Amazon Sellers: Know Your Counterpart

As an Amazon seller, do you ever wonder why Amazon merchant investigation teams operate the way they do? Do you ask yourself, or Amazon, why nobody there reads your emails and why investigators send the same response messaging over and over?

I’ve created a cheat sheet of 10 pain points that investigators feel in the course of executing their roles. You’ll learn some hazards that investigators face while digging into performance and policy-related queue work.

It’s important that you understand how the person reviewing your account thinks, behaves and decides. What are the daily challenges of the investigator who holds your potential future Amazon life in their hands? You’ll write a much better Plan of Action and provide more detailed, worthwhile documentation to Amazon’s Product Quality squad if you grasp how the information needs to be presented. Amazon offers Service Level Agreements (SLA) on email queues so remember that investigators bear the ultimate burden of hitting those reply-time targets.

Understanding Your Investigator

1. They have no time to read long emails, and everyone gives them long emails.
When Amazon requests a few bits of information to include in your reply or account appeal, they guide you with their specific needs. Many sellers write a Plan of Action (POA) that drowns the reader in superfluous text that ignores these hints. You cannot submit whatever pops into your head first. Worse, some sellers do eventually get to the good stuff but only after a long diatribe of commentary. You’re making your counterpart’s job a lot harder by doing this so remember how many emails they’ve had to read all day long. Keep it factual, focused, and targeted on identifying problems and solutions. Don’t motivate them to skip you and move on.

2. Amazon managers enforce investigator metrics based on how many contacts they resolve per hour.
One reason no investigator wants to read long screeds that don’t address the core matters at hand is because they must finish yours within a certain timeframe. They have to worry about their IPH (Investigations completed Per Hour) and they must keep things moving accordingly. Understand their need to size you up and decide your fate quickly. They’re internally pressured to do so.
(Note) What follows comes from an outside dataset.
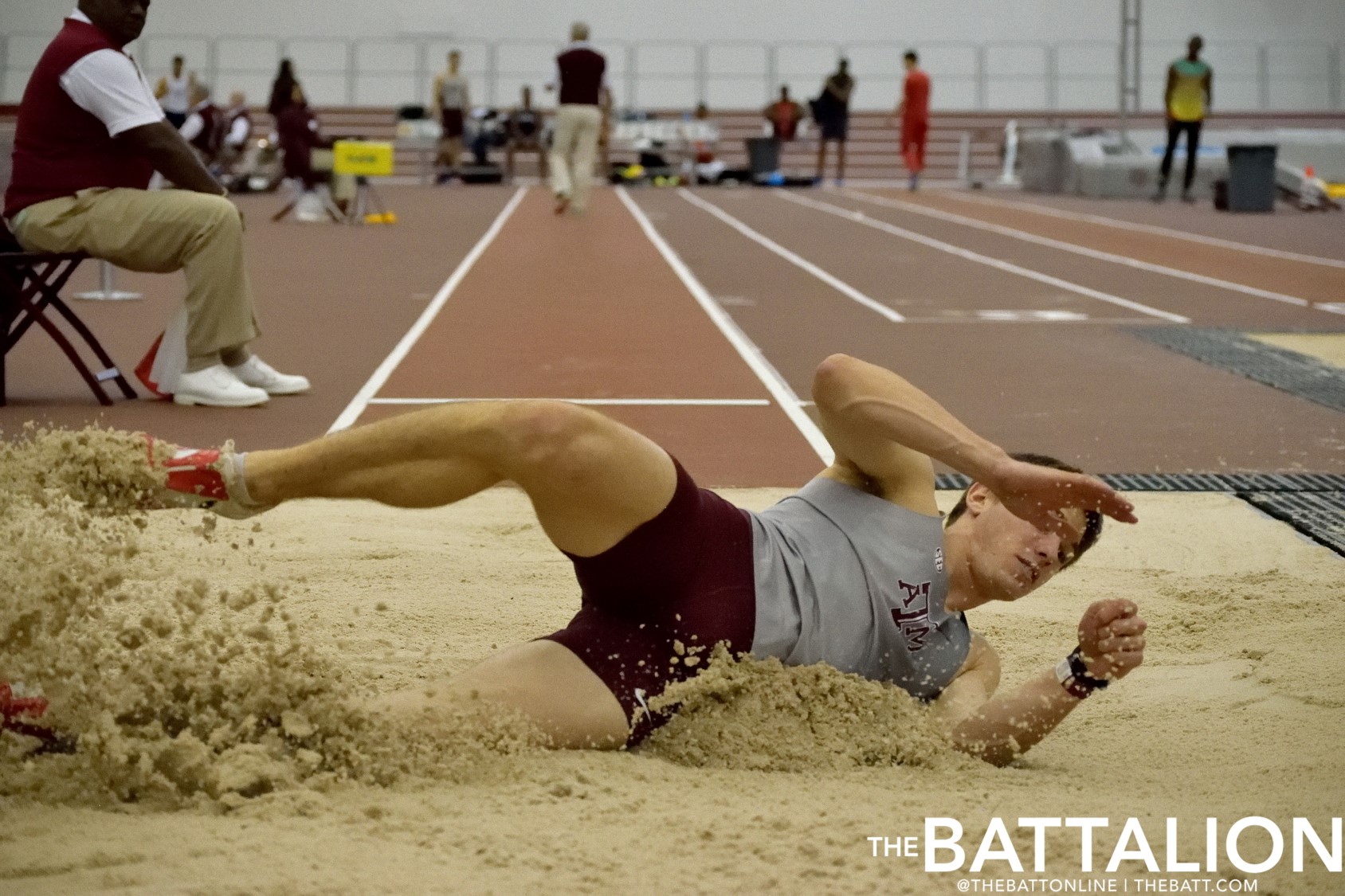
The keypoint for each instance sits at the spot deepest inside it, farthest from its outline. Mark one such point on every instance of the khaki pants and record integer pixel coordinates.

3. Amazon managers are moving investigators in and out of queues and from one team to another, back and forth as needed.
Multiple internal sources made it clear to me that several investigators had to move into Product Quality email queues with limited training time to get up to speed. These investigators may not have much prior contact with policy queues but still have to execute make or break decisions on seller accounts. When they read yours, they may be new to the process and prove indecisive after reviewing the account.

4. They have internal escalations that come in outside of their already-full email queues.
There are escalations that come up internally via Jeff B teams when sellers email directly to Executive Seller Relations. There are others that come in from VPs who were contacted by a large suspended seller they met once at a conference. Lead or senior investigators must handle these, in theory, but in practice they cannot handle them all. This squeezes the SLAs for the email queues even more.

5. Invoices can be really hard to read due to language, incoherent layout, or inferior copy.
Don’t submit unreadable and unprofessional invoices that investigators struggle to decipher. You’re not doing your account any favors by assuming they will hunt around for little bits of information to confirm the legitimacy of your products.

6. Account annotations can be hard to read, too, if the prior investigator did not do a good job.
The first investigator looking things over may not have the same competency level as subsequent ones. Annotations may not represent the previous email you sent in, or any of its attachments. This makes it doubly hard for the next person to get the full picture.

7. Some sellers don’t write well and don’t investigate the real causes of account problems.
Use your best writers for any email that is important to the life of your account because it is extremely hard to read bad writing when you’ve been doing it all day. Disorganized or disconnected thoughts, bad punctuation, poor grammar, and tangents that lead nowhere do not help your cause. Revising, reviewing and rereading makes everyone happy in the end.

8. They have a rotating door of managers to report to.
In Transaction Risk Management Services, managers are known to hop from role to role and sometimes to hop to other parts of Amazon or out of the company completely. This creates a lack of consistency and disrupts standard operating procedures. It also affects responsiveness to complaints and the quality of responses to escalations, both internal and external.

9. They are audited on the decisions they make.
Investigators need to worry about internal review of their decisions, especially if they reinstate a seller who later creates bad debt and bad buyer experiences. They live in fear of mistakes blowing up in their faces and their auditors may or may not have the competency to judge their moves properly.

10. Amazon never knows when hoverboard crises will come up.
Oh, those hoverboards. Well, these kinds of time- sensitive problems require immediate action. That can take time, people, effort, and mental energy too. It may affect what happens to your account review later that day if there’s even less time to read it.

So The Lesson Is…
Take advantage of any opportunity to think like an Amazon investigator who looks at both seller accounts and seller appeals for the majority of their working day. Once you understand the bits of information they seek while reviewing your account, you’ll find yourself much better positioned to provide such details.